Compare the given solution with the equation \(R{\bf{\hat x}} = {Q^T}{\bf{b}}\).

\({Q^T}{\bf{b}} = \left( {\begin{aligned}{{}{}}{\frac{2}{3}}&{\frac{2}{3}}&{\frac{1}{3}}\\{ - \frac{1}{3}}&{\frac{2}{3}}&{ - \frac{2}{3}}\end{aligned}} \right)\left( {\begin{aligned}{{}{}}7\\3\\1\end{aligned}} \right)\), \(R = \left( {\begin{aligned}{{}{}}3&5\\0&1\end{aligned}} \right)\)
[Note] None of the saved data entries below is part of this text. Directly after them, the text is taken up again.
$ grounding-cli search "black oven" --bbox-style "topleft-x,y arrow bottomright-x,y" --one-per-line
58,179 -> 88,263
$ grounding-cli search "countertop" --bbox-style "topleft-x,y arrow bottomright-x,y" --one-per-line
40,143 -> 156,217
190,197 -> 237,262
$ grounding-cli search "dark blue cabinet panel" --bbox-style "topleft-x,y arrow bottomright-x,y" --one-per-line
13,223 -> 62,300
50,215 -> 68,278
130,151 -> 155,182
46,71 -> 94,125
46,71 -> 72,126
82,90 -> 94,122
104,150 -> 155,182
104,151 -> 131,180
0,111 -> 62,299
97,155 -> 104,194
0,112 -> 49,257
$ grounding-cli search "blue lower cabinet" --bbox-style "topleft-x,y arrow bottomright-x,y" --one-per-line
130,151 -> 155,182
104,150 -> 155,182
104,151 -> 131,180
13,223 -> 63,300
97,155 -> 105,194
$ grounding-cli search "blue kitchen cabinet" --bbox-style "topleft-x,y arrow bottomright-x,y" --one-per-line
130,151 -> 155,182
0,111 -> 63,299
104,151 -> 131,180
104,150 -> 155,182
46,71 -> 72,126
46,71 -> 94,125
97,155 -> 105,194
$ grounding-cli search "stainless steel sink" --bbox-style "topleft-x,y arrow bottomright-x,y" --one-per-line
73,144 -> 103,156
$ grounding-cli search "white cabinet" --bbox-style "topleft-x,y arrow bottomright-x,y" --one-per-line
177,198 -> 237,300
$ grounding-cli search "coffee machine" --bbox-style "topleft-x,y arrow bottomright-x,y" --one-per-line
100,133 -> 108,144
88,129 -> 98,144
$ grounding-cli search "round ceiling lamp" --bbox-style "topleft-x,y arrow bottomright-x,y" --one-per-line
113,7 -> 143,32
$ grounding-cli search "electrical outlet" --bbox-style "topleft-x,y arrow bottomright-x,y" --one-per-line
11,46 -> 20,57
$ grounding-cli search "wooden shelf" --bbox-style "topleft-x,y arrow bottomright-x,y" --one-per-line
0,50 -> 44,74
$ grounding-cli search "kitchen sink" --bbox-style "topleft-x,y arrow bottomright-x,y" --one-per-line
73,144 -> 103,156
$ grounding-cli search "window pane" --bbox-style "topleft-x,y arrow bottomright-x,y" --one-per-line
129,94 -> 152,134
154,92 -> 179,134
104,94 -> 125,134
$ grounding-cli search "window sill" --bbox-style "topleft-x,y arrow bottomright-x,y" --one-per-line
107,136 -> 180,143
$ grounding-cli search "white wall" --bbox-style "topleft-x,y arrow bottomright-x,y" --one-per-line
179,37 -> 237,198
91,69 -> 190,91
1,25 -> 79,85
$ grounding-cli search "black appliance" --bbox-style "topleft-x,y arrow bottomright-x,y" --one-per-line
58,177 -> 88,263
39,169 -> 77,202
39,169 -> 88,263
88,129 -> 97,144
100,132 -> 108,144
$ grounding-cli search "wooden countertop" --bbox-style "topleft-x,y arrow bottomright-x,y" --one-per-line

Find the product \({Q^T}{\bf{b}}\)

The product \({Q^T}{\bf{b}}\) can be calculated as follows:

\(\begin{aligned}{}{Q^T}{\bf{b}} &= \left( {\begin{aligned}{{}{}}{\frac{2}{3}}&{\frac{2}{3}}&{\frac{1}{3}}\\{ - \frac{1}{3}}&{\frac{2}{3}}&{ - \frac{2}{3}}\end{aligned}} \right)\left( {\begin{aligned}{{}{}}7\\3\\1\end{aligned}} \right)\\ &= \left( {\begin{aligned}{{}{}}{\frac{{14}}{3} + \frac{6}{3} + \frac{1}{3}}\\{ - \frac{7}{3} + \frac{6}{3} - \frac{2}{3}}\end{aligned}} \right)\\ &= \left( {\begin{aligned}{{}{}}7\\{ - 1}\end{aligned}} \right)\end{aligned}\)
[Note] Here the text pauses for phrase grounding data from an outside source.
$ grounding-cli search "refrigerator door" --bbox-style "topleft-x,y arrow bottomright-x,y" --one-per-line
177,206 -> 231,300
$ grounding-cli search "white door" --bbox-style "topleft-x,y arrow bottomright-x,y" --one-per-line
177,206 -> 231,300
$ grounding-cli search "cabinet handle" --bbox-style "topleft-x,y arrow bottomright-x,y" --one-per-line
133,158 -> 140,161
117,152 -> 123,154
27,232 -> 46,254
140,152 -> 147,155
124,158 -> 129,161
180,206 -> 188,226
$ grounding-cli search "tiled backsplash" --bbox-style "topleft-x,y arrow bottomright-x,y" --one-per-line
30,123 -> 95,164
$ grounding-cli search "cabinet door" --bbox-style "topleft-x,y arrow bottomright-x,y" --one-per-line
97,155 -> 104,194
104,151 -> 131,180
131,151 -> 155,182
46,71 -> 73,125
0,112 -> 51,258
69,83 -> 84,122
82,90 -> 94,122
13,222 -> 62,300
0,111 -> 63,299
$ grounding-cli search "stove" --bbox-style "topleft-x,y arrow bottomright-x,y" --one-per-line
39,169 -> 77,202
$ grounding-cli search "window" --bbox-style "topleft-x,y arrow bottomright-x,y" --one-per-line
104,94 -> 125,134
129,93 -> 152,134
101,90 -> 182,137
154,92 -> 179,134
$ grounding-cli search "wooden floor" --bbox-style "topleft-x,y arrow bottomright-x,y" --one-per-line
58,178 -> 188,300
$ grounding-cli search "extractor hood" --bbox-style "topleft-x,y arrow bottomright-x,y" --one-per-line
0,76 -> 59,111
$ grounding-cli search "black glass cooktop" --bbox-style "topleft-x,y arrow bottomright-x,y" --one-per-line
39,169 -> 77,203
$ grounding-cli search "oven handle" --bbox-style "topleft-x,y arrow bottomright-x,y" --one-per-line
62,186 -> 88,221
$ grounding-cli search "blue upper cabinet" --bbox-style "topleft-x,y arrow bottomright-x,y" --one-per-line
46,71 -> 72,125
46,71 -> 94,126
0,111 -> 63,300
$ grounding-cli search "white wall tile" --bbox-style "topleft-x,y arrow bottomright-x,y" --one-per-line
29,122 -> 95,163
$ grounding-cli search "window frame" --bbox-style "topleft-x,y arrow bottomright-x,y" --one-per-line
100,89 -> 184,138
Write the augmented matrix \(\left( {\begin{aligned}{{}{}}R&{{Q^T}{\bf{b}}}\end{aligned}} \right)\)

The augmented matrix is:

\(\begin{aligned}{}\left( {\begin{aligned}{{}{}}R&{{Q^T}{\bf{b}}}\end{aligned}} \right) &= \left( {\begin{aligned}{{}{}}3&5&7\\0&1&{ - 1}\end{aligned}} \right)\\ &= \left( {\begin{aligned}{{}{}}1&{\frac{5}{3}}&{\frac{7}{3}}\\0&1&{ - 1}\end{aligned}} \right)\,\,\,\,\,\,\,\,\,\,\,\,\,\,\,\,\,\,\,\,\,\,\,\,\,\,\,\,\,\,\,\,\,\,\,\,\,\,\,\,\,\,\,\,\,\,\,\,\,\,\,\,\left( {{R_1} \to \frac{{{R_1}}}{3}} \right)\\ &= \left( {\begin{aligned}{{}{}}1&0&4\\0&1&{ - 1}\end{aligned}} \right)\,\,\,\,\,\,\,\,\,\,\,\,\,\,\,\,\,\,\,\,\,\,\,\,\,\,\,\,\,\,\,\,\,\,\,\,\,\,\,\,\,\,\,\,\,\,\,\,\,\,\left( {{R_1} \to {R_1} - \frac{5}{3}{R_2}} \right)\end{aligned}\)

Thus, the least square solution of \(A{\bf{x}} = {\bf{b}}\) is \(\left( {\begin{aligned}{{}{}}4\\{ - 1}\end{aligned}} \right)\).